Like a "dump" example from work:

- AI randomly removes a HTML element id while doing other changes in jsx/react

- the PR has a lot of changes, the id removal line looks innocent, like some on the fly cleanup

- human reviewers have the bad tendency to often not look too much at deleted lines, only if they need reference to how a new line was before (but it's only a deleted line and no new line)

- you don't expect humans to randomly without reason delete important properties of components when changing other things

- you maybe would still have found it, but it's a emergency fix for a production issue

- it happens to miss integration tests, but happens to still matter a lot for one specific important for complicated reasons not properly tested flow (similar people tend to not test logging too much, at best the presence of needed info but hardly ever the absence of noise)

PunchyHamster

an hour ago

> I don't understand how Codex can blunder so badly. I imagine that even if they would be using vibe-coding, surely they must have some good engineers. So why is there such severe bugs?

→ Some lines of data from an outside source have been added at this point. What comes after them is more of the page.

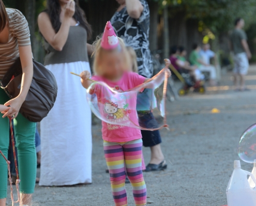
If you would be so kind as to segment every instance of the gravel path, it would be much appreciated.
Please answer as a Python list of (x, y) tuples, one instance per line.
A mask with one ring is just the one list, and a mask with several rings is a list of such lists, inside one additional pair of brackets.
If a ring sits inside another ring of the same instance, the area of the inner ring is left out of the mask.
[[(152, 202), (148, 205), (227, 204), (225, 189), (233, 161), (239, 159), (236, 148), (239, 136), (256, 122), (255, 67), (251, 67), (247, 80), (253, 89), (250, 91), (235, 92), (230, 87), (220, 87), (209, 88), (205, 95), (191, 94), (168, 102), (170, 131), (163, 129), (161, 132), (168, 168), (163, 171), (144, 173), (148, 200)], [(225, 75), (221, 85), (231, 85), (230, 77), (230, 74)], [(220, 112), (212, 113), (215, 108)], [(114, 205), (108, 174), (104, 173), (100, 126), (94, 126), (93, 130), (93, 183), (73, 187), (37, 185), (34, 205)], [(143, 148), (143, 153), (147, 163), (149, 150)], [(242, 168), (251, 170), (252, 165), (241, 163)], [(131, 185), (126, 187), (129, 205), (133, 205)]]

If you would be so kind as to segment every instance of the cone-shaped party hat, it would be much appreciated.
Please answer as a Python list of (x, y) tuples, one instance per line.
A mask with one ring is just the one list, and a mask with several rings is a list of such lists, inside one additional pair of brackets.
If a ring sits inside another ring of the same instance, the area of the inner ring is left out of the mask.
[(107, 23), (101, 40), (101, 47), (106, 50), (113, 49), (119, 44), (118, 39), (110, 22)]

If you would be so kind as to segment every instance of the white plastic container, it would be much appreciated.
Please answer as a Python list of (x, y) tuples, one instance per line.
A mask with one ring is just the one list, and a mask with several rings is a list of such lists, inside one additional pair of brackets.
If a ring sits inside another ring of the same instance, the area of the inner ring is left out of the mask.
[(247, 176), (256, 184), (256, 179), (249, 171), (241, 169), (240, 161), (234, 163), (234, 171), (227, 188), (229, 206), (255, 206), (256, 190), (250, 186)]
[[(252, 169), (252, 171), (251, 171), (251, 174), (254, 177), (256, 178), (256, 160), (254, 160), (254, 164), (253, 165), (253, 168)], [(256, 186), (256, 184), (253, 182), (253, 180), (251, 178), (251, 177), (249, 177), (248, 179), (249, 184), (250, 184), (250, 186), (251, 187), (254, 188)]]

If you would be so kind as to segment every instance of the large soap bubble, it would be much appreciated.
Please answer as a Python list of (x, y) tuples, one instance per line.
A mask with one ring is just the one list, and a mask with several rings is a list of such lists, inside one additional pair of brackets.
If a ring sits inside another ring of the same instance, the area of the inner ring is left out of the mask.
[[(153, 78), (132, 89), (122, 92), (102, 82), (94, 82), (87, 90), (93, 112), (108, 124), (145, 130), (167, 127), (165, 100), (167, 66)], [(136, 101), (131, 101), (131, 99)]]
[(237, 152), (246, 162), (253, 163), (256, 160), (256, 124), (250, 126), (240, 138)]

Because it was deemed not Hard Enough task for real engineer to look at, so AI was sent to do it with no supervision, just checking the effects.

Also overly excessive logging is probably useful to them in chasing some of the edge cases, the cost to users doesn't matter in the slightest to them

supriyo-biswas

an hour ago

The truth of the matter is that any time that has been saved in writing the code must be spent on ensuring proper system design, reviewing the code, and most importantly of all, QA, which is an uncomfortable discussion for AI techbros who are peddling complete automation of the software profession.